Debate all day about whether or not the G5 is the fastest chip available for PCs, but there is no debate about this: You're not going to get an AMD 64 or 3+ GHz Intel chip in a tiny gaming console without it overheating. The GameCube currently uses a low-speed G3 variation, and the XBox uses a 733 MHz PIII. Why? Because they fit into the consoles without burning a hole in the bottom.

The 90nm and 45nm chips that IBM will have available at the end of next year when the new GameCube/Playstation/XBox models come out will ALL be lower powered, less hot chips than their x86 based variants. They will also be smaller than their x86 brethren. THAT is why all 3 vendors announced they'd be using them in their next consoles. It has nothing to do with memory bandwidth and accessible RAM. It has to do with the IBM chips simply being smaller, cooler, and more efficient in a tight enclosure than what any other vendor is likely to offer a year from now.

AdamR01
Jul 13, 2004, 11:17 PM
The 90nm and 45nm chips that IBM will have available at the end of next year when the new GameCube/Playstation/XBox models come out will ALL be lower powered, less hot chips than their x86 based variants. They will also be smaller than their x86 brethren.

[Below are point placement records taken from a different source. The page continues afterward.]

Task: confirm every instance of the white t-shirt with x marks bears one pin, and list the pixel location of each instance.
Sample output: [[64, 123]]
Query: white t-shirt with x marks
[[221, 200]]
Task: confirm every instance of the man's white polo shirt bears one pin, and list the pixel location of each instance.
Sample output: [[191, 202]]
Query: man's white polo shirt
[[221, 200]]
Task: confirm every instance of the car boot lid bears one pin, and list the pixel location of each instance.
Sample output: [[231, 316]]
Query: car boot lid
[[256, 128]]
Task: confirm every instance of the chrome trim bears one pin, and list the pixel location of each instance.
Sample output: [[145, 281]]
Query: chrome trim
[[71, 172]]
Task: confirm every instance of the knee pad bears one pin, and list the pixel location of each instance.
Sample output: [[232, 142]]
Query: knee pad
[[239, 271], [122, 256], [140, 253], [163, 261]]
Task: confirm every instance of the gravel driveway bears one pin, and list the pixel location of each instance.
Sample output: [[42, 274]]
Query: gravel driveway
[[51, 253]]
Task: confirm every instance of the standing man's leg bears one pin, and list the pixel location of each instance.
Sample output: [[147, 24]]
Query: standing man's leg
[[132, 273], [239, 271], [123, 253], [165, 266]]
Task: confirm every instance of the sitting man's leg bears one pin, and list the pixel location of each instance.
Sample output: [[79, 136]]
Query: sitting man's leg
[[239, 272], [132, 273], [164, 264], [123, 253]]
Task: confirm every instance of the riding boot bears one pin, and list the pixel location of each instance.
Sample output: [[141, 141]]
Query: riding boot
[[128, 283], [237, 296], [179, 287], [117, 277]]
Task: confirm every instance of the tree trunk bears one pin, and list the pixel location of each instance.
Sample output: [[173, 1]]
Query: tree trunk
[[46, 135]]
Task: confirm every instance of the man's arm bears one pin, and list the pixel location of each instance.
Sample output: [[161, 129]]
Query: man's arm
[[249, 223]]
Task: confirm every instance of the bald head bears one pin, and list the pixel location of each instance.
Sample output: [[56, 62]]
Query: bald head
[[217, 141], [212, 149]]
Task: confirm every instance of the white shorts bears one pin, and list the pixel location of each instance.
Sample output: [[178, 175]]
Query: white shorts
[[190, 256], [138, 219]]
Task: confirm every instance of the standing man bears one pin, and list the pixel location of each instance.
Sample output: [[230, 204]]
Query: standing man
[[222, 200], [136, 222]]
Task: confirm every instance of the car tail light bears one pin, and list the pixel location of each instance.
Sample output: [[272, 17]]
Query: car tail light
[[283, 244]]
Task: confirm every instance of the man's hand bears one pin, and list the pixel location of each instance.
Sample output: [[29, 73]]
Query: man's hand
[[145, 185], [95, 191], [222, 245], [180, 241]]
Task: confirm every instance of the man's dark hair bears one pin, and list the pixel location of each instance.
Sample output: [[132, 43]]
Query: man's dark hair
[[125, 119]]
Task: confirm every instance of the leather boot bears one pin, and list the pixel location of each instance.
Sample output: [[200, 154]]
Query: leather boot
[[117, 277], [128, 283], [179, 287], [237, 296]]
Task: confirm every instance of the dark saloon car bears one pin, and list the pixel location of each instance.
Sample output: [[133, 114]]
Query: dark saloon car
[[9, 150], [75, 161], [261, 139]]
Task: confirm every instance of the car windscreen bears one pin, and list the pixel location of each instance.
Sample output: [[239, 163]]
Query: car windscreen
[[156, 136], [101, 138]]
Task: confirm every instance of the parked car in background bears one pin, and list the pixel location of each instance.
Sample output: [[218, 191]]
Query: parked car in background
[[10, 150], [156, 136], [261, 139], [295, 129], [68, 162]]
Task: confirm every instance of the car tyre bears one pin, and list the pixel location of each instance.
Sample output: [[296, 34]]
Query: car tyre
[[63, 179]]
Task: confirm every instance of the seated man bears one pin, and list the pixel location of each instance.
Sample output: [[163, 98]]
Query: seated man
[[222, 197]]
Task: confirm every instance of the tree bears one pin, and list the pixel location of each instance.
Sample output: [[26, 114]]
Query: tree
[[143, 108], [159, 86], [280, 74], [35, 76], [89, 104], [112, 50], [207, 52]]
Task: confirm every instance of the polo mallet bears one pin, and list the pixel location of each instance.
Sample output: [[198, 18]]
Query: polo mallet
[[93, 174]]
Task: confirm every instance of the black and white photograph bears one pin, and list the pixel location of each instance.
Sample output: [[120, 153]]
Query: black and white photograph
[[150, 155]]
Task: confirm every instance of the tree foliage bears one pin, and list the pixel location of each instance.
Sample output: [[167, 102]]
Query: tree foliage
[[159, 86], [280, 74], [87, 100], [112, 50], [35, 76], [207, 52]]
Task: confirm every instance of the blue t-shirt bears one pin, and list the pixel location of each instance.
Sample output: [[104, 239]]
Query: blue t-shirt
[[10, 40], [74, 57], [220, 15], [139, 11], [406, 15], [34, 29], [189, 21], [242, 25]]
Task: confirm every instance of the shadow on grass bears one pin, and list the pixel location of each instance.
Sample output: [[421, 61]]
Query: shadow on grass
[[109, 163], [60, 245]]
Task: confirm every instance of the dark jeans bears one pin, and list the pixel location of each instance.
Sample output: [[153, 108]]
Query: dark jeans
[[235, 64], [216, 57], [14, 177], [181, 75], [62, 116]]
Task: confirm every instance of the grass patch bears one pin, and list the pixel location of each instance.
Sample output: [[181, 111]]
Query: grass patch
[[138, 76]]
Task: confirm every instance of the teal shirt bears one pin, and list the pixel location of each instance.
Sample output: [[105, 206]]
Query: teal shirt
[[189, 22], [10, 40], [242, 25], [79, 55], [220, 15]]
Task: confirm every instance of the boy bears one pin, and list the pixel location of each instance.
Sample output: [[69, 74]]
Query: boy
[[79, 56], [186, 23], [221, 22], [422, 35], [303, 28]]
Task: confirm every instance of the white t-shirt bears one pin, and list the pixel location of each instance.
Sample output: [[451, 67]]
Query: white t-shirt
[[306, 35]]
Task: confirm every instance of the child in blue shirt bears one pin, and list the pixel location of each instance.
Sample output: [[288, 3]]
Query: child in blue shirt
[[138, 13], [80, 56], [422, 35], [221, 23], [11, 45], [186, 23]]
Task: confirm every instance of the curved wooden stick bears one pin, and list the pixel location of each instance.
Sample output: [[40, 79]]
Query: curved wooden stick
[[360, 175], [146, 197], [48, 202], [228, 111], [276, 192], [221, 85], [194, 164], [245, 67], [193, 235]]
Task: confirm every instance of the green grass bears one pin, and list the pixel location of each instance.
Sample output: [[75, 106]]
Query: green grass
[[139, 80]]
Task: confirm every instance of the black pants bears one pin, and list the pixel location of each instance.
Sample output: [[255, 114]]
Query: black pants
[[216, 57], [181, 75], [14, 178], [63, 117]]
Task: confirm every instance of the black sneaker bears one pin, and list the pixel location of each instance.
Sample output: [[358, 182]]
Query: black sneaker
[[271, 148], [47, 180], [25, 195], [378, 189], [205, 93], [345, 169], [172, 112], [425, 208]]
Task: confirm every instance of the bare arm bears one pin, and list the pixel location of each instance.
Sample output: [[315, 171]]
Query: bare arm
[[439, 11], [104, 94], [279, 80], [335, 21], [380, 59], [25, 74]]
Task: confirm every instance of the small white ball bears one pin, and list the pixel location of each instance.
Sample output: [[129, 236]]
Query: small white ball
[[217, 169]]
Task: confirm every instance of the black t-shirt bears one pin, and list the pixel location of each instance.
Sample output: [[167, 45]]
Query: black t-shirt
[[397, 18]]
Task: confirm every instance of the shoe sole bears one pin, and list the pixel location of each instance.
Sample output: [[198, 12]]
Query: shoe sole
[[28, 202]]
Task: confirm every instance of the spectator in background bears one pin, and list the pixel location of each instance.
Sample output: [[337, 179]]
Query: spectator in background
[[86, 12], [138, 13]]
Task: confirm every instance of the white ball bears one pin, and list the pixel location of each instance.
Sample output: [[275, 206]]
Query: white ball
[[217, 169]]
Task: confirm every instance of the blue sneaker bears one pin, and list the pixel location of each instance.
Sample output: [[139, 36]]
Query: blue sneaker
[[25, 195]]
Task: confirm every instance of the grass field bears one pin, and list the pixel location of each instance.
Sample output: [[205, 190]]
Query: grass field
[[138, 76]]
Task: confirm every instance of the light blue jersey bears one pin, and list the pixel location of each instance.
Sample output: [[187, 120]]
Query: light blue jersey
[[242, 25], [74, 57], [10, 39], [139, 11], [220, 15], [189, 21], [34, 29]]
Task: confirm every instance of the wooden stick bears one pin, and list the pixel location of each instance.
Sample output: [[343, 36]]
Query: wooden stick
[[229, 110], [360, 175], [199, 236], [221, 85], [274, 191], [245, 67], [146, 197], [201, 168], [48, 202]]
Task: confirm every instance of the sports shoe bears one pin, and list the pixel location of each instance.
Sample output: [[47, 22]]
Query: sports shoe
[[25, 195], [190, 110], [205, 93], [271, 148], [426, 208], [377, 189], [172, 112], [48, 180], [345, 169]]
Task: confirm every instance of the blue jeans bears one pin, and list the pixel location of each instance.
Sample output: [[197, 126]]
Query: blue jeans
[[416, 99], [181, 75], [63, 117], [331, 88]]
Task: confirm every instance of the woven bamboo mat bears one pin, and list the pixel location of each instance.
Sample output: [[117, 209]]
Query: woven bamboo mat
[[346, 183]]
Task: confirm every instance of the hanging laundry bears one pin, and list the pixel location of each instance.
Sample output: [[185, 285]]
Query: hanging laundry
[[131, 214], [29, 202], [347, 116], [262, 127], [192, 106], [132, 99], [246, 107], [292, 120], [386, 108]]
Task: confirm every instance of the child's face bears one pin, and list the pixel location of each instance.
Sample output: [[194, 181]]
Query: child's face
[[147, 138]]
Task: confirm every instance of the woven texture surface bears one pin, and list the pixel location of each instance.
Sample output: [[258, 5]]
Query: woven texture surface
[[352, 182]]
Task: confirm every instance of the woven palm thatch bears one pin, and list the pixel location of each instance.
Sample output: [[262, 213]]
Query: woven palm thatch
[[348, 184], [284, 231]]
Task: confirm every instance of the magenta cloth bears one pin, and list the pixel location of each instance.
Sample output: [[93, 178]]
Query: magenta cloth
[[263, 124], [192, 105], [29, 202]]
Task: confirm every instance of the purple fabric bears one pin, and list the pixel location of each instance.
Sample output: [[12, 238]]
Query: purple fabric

But if the new chips are only available when the console comes out, then the consoles can't use them...

Engagebot
Jul 13, 2004, 11:21 PM
That doesn't make any sense.

You can get alot more bang for your temperature-buck with an intel than you can a G5. May I remind you we still haven't seen the G5 in a notebook because of power consumption and heat related problems? We have mobile P4s now that can run with only a heatsink alone. Granted they've got more limited horsepower than an athlon64 or G5, but at least its there.

If we see anything like that its going to be the mobile athlon64. Go look at some real benchmarks. An example: pro recording studios run recording software on really high end machines. They need the most performance they can get, regardless of how they get it. The new fad recently has been to buy athlon64 mobile cpu's and pop them into desktop formfactor boards. Because of the way you have control over the power consumption and clock limiting, you can get these to crank faster than anything else on the market. And thats besides the fact that they're dirt cheap compared to their big brothers.